Layering with a skull cap under a Castelli jacket and a set of Castelli gloves gives you a coherent cold-weather system where the fabrics are designed to work together. Adding a Castelli base layer underneath completes that stack for genuinely cold days. These aren't upsells for the sake of it - mismatched fabrics can create moisture management problems that no single piece can solve on its own.

Care is straightforward but important, especially if you've spent money on a Gore-Tex Infinium cap. Wash everything on a cool, gentle cycle at 30°C using a technical sports detergent. Biological detergents break down the fibres over time, and fabric softener is particularly damaging - it coats the fibres and kills both the windproof membrane's performance and the moisture-wicking properties of summer fabrics. Never tumble dry. Reshape while damp and leave it to air. Done properly, these pieces will last several seasons without performance degrading noticeably.

One practical note: Castelli Cycling caps with a peak should be stored flat or hung rather than stuffed into kit bags. The peak on a casquette will crease and deform if it's crushed repeatedly, and while it doesn't affect warmth, a bent peak is annoying and usually permanent.

Castelli Headwear FAQs

Do Castelli cycling caps fit under a helmet?

Yes - Castelli designs their skull caps and cycling caps with raw-cut edges and thin, low-profile fabrics specifically to avoid creating pressure points under a helmet. They sit flat enough to work with modern aero and vented road helmets without pushing the retention system out of its safe adjusted position.

What is the warmest Castelli winter hat?

The Castelli Estremo WS Skully is their most serious cold-weather option.

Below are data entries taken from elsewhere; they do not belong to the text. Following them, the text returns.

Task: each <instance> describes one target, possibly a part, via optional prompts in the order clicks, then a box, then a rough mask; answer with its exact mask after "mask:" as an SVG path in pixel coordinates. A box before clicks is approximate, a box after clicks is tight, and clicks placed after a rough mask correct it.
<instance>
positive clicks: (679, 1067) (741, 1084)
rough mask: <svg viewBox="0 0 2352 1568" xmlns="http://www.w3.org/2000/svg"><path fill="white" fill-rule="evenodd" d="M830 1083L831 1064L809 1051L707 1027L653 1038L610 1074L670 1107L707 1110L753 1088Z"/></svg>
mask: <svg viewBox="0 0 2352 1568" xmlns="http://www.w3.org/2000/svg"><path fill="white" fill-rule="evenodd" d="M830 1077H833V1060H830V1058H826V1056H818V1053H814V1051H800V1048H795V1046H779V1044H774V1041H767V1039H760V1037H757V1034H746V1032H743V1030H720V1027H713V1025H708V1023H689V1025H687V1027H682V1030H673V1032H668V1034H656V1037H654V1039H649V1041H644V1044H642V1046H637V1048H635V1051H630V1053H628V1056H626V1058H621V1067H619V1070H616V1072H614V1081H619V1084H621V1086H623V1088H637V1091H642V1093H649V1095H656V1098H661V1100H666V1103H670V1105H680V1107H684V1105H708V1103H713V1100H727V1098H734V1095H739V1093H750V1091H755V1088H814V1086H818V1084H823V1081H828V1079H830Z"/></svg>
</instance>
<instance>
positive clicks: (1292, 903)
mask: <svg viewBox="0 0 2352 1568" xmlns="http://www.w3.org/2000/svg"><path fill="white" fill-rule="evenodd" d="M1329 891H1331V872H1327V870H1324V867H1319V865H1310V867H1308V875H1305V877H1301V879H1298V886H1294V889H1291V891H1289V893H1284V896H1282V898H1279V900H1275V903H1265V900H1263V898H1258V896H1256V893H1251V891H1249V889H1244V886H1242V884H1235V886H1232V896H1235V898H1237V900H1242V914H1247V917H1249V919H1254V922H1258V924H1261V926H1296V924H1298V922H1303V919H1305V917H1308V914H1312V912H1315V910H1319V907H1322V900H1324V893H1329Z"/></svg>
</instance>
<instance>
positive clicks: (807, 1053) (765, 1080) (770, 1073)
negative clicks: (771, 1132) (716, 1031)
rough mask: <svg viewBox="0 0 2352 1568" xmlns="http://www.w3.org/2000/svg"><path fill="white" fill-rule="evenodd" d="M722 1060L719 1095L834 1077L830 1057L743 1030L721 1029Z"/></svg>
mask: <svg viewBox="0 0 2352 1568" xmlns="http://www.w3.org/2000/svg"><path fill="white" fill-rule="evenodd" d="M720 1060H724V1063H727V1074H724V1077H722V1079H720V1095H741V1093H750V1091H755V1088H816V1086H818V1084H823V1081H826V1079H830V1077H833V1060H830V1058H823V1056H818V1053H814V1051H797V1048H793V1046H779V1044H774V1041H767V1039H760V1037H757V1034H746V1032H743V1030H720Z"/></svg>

It uses Gore-Tex Infinium Windstopper fabric across the front and sides to block freezing wind, backed by a thermal fleece lining - designed for the kind of base miles where you simply can't afford a cold head.

How do I wash a Castelli cycling cap?

Use a cool 30°C gentle cycle with a technical sports detergent. Avoid biological detergents, fabric softeners, and tumble drying - all three degrade the moisture-wicking fibres and will strip the DWR or windproof coating from winter caps over time. Air dry, reshaping while still damp.